The traditional model for administrative automation is powerful and successful. It consists of:

  1. A programmatic shell (e.g. sh, csh, ksh, bash)

  2. A set of administrative commands (e.g. ifconfig, ps, chmod, kill)

  3. A set of text manipulation utilities (e.g. awk, grep, sed).

  4. Administrative GUIs layered on top of commands and utilities

This model's philosophy is that every executable should do a narrow set of functions and complex functions should be composed by pipelining or sequencing executables together. This model has been extremely successful despite serious drawbacks. Upon inspection, what is widely considered a UNIX stronghold is in fact a flawed implementation of this model.

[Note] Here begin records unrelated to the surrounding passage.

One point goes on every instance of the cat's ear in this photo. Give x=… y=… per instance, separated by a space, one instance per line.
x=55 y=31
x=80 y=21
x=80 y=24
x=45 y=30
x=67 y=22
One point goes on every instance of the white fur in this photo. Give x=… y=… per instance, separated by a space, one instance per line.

When you step back and examine what is really going on when someone uses a pipelined command like "$ a | b | c", you conclude that the first command "a" did not accomplish what the admin wanted to do. If it had, the admin would have just type "a" and been done with it. So then the question is why didn't "a" do what the admin wanted? The answer is that in this traditional model, the stand-alone executables tightly bind three operations together: 1) getting objects; 2) processing objects; 3) outputting results as text. One of those operations does not do what the admin needs so the rest of the pipeline is an attempt to fix that.

Because the executable outputs text, the downstream elements must use text manipulation utilities to try to get back to the original objects to do additional work. While the basic model is extremely powerful, its intrinsic flaw is the tight binding of these operations and the use of unstructured text for integration. This requires clumsy, lossy, imprecise text manipulation utilities.

The traditional model reflects the state of the technology that was available at the time it emerged. .Net provides a new set of capabilities and opens up the possibility of new approaches. These new approaches allow us to replace the traditional model with a decisively superior one. That model is Monad.